Pengungkapan ini terjadi ketika belum lama ini patroli polisi menemukan aktivitas pengoplosan AMDK di Panggungrawi, Kecamatan Jombang, sekitar 10 menit perjalanan dari Kota Cilegon, Banten.
“Sebenarnya fenomena ini sudah lama terjadi, sehingga seharusnya bisa dideteksi dari awal,” kata Anggota Pengurus Harian Yayasan Lembaga Konsumen Indonesia (YLKI), Tubagus Haryo.
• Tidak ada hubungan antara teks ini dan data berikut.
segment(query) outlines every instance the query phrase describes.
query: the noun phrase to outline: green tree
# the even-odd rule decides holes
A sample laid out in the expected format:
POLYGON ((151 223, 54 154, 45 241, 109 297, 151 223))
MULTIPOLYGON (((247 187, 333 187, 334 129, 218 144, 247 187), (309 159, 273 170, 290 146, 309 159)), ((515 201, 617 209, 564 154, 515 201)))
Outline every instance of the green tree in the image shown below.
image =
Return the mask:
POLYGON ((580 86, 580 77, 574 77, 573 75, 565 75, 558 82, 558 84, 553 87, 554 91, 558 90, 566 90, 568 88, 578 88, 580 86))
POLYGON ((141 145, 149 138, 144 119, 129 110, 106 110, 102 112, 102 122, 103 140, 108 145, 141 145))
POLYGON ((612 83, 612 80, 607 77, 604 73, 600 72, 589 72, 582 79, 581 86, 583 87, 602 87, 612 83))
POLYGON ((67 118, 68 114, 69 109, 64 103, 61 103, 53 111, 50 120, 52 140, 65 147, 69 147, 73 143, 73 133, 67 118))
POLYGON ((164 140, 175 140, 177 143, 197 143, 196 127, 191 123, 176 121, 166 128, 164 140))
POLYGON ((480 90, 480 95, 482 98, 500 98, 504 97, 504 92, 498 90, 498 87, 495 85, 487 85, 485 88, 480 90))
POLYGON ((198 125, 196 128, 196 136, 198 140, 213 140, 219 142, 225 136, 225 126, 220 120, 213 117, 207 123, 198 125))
Oleh karena itu, Tubagus mendesak produsen untuk mengambil langkah-langkah responsif. Di antaranya, dia meminta produsen yang minumannya sering dipalsukan untuk mengevaluasi seluruh mata rantai distribusinya secara rutin.
Ketua Badan Perlindungan Konsumen Nasional (BPKN) Rizal Halim juga mengatakan lembaganya sudah sejak tahun lalu mengkaji kasus-kasus pemalsuan galon isi ulang bermerek. Bahkan, BPKN sudah memberi rekomendasi kepada pemerintah agar mengawasi persoalan ini. “Rekomendasi itu terkait higienitas galon isi ulangnya dan juga praktik mengubah galon isi ulang,” katanya.
Pengawasan pemerintah, menurut Rizal, diperlukan pada aspek sumber air, logistik air, distribusinya, hingga potensi kontaminasinya dengan bahan-bahan berbahaya.